Wal-Mart: Persuasion And Argumentation

In a stack of papers called Connections.

  • Feb
  • 13
  • 2006

I just watched an episode of Frontline this weekend and plan to use it to encourage persuasive and argumentative writing, along with a classroom debate.

Oh yeah. And I plan to make an illegal copy of the DVD for use in the classroom because I don’t want to pay the $20 for a legal copy. But the end justifies the means, right?

Do You Shop At Wal-Mart?

“Is Wal-Mart Good For America?” does a pretty good job at maintaining balance and holding to the definition of a documentary; the show is more expository than editorial, though certainly not free of the latter. The movie Hell House did a good job of this, too, and is another film under my consideration to show to students. Both films present some ideas for the audience to consider, but leave the door open for interpretation. The Frontline show doesn’t come down too hard on Wal-Mart and students could draw their own conclusions about whether or not the Big Box stores are good for the country. Even as I watched the show, the definition of capitalism kept running through my head and I was left wondering where Wal-Mart has violated that definition.

And, true to PBS style, the show comes complete with an online teacher’s guide. It’s a fair attempt, too. Many teacher’s guides provided as companions to videos are garbage, really. Even discussion questions provided are often completely worthless. Frontline and PBS usually do at least a fair job at providing resources and this is no exception.

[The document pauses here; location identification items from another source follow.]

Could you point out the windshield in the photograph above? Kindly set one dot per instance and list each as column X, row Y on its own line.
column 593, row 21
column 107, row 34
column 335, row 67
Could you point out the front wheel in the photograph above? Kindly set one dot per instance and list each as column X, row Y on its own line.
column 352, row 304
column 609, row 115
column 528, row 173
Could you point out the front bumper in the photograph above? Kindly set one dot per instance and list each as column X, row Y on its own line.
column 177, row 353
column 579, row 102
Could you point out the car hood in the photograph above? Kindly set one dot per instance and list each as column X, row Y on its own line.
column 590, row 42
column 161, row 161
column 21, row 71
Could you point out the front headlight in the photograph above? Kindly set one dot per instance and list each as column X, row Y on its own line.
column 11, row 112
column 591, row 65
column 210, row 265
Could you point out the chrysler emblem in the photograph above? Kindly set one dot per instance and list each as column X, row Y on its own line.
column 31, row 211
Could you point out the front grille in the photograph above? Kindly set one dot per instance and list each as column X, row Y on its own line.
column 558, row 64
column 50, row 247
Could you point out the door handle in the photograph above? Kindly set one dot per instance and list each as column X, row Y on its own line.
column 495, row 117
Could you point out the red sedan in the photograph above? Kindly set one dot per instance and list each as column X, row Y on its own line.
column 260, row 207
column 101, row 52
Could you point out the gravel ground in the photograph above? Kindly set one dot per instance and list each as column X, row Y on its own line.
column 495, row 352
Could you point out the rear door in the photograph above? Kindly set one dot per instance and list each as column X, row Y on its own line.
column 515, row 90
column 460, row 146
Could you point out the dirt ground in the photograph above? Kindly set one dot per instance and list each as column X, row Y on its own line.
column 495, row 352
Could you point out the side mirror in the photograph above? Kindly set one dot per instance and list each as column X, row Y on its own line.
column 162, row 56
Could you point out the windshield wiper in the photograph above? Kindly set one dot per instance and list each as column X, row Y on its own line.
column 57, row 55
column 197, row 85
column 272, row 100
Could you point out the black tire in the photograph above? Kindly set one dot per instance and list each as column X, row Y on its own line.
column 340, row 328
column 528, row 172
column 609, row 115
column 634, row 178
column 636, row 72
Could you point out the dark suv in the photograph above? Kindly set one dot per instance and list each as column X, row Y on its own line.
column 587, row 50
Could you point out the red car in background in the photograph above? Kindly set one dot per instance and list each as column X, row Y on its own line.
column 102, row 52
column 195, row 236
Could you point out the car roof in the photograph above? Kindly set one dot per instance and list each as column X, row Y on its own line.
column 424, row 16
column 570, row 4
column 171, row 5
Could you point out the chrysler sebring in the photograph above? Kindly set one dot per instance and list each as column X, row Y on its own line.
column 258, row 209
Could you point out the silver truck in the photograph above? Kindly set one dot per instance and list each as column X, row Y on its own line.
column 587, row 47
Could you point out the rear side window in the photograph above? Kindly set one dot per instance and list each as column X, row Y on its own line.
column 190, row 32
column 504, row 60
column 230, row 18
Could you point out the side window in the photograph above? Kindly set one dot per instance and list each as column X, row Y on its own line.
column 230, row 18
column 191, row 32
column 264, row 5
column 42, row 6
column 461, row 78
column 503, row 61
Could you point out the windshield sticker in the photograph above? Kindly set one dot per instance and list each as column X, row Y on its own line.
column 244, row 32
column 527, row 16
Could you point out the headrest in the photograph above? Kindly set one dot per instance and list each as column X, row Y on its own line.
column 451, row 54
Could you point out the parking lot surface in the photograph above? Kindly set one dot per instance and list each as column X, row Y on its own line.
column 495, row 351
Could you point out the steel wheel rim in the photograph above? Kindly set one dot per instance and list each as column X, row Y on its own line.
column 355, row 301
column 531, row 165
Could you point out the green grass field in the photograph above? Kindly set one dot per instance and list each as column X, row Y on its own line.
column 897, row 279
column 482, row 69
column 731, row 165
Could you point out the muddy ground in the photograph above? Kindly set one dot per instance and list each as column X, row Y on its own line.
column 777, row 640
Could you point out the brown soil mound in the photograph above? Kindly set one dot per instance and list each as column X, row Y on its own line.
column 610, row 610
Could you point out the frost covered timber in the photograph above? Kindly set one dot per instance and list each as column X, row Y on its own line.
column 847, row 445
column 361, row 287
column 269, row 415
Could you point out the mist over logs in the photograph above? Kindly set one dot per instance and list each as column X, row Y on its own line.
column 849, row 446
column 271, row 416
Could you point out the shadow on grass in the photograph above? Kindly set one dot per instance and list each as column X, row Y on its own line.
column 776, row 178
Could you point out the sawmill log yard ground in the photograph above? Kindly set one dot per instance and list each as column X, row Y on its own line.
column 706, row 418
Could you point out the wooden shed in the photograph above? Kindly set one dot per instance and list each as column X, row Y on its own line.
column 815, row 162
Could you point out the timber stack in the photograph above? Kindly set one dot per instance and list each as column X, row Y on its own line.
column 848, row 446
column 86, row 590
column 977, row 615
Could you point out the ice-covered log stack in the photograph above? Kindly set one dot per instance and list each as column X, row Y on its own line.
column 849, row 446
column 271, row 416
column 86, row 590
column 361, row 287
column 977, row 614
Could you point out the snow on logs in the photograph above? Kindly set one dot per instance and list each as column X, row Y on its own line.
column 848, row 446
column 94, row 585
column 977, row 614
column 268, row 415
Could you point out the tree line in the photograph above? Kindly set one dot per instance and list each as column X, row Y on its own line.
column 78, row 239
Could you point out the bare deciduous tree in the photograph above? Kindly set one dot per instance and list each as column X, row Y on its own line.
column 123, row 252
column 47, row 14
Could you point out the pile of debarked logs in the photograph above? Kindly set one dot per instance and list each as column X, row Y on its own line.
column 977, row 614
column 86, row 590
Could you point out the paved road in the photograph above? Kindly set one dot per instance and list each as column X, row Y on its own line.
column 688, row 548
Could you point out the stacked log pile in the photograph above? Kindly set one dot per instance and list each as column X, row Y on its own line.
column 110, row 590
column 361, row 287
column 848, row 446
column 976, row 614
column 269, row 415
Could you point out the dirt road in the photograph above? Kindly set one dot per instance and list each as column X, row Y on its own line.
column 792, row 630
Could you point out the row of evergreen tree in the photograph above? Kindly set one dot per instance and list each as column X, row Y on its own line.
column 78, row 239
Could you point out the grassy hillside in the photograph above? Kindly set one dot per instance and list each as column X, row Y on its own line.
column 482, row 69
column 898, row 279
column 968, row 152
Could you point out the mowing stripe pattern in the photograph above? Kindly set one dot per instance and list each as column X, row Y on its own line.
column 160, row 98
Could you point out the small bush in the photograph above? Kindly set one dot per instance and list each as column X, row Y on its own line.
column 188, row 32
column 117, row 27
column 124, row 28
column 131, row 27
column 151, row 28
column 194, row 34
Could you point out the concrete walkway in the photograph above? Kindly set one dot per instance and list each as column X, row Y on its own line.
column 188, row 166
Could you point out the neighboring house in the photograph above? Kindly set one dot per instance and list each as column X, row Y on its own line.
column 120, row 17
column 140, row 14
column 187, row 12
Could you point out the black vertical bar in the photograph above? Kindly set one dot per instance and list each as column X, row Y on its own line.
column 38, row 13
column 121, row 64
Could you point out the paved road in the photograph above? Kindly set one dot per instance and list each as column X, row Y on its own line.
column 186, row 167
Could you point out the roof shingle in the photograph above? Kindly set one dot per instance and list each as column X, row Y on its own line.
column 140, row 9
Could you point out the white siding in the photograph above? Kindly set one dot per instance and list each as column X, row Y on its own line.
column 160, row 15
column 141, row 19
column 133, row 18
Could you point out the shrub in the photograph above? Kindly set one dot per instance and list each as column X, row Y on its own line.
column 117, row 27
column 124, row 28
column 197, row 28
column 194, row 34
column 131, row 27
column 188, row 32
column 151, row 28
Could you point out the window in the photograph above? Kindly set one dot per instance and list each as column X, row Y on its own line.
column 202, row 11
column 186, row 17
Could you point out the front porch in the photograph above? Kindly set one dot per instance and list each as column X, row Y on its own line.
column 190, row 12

Another del.icio.us Possibility

The thing that draws me to this teacher’s guide is their preparation of a debate over whether or not outsourcing is a good thing. Even if the movie is more heavy handed against Wal-Mart, this debate would help show both sides of the argument and put students in a position to decide for themselves.

The links for investigating the advantages and disadvantages of buying cheaper parts overseas provide a good beginning for researching the issue. And, of course, I see a way for del.icio.us to play a role in easily letting students look through even more Web resources; with tags for “advantages” and “disadvantages,” adding more pages for students to gather evidence from would be a simple matter of a few Google searches on my part (much of which I’ve already done in the next paragraph).

Take Action; That’s Argumentation

So the convincing of outsourcing as a good or bad thing is the persuasion. Moving the reader to action is argumentation. While the bulk of their links are against the chain, Reclaim Democracy does provide links on both sides of the Wal-Mart issue. There are a few other sites that don’t like Wal-Mart too much and many of those sites have suggestions of what one can do to express discontent. Likewise, sites exist that support Wal-Mart and want to explain why. Not very well organized, but full of good food for thought on both sides, a page on LawMall is worth a visit, as is Always Low Prices — Always?, a blog that Wal-Mart threatened legal action against and caused to become inactive.

What a great excuse to gather some research on an issue or teaching idea: write a blog entry about it!

UPDATE: John Stossel wrote a pro Wal-Mart article over at townhall.com.

1 comment

1. Duane Gran says:

[2/19/2006 - 5:47 pm]

Just a point of clarification — the last link in this entry is to something I wrote which was about Wal-Mart suing a blogger, but I am not a party to the suit or involved in any way. This is the second case where this confusion has emerged, so I’ve added a note to my posting.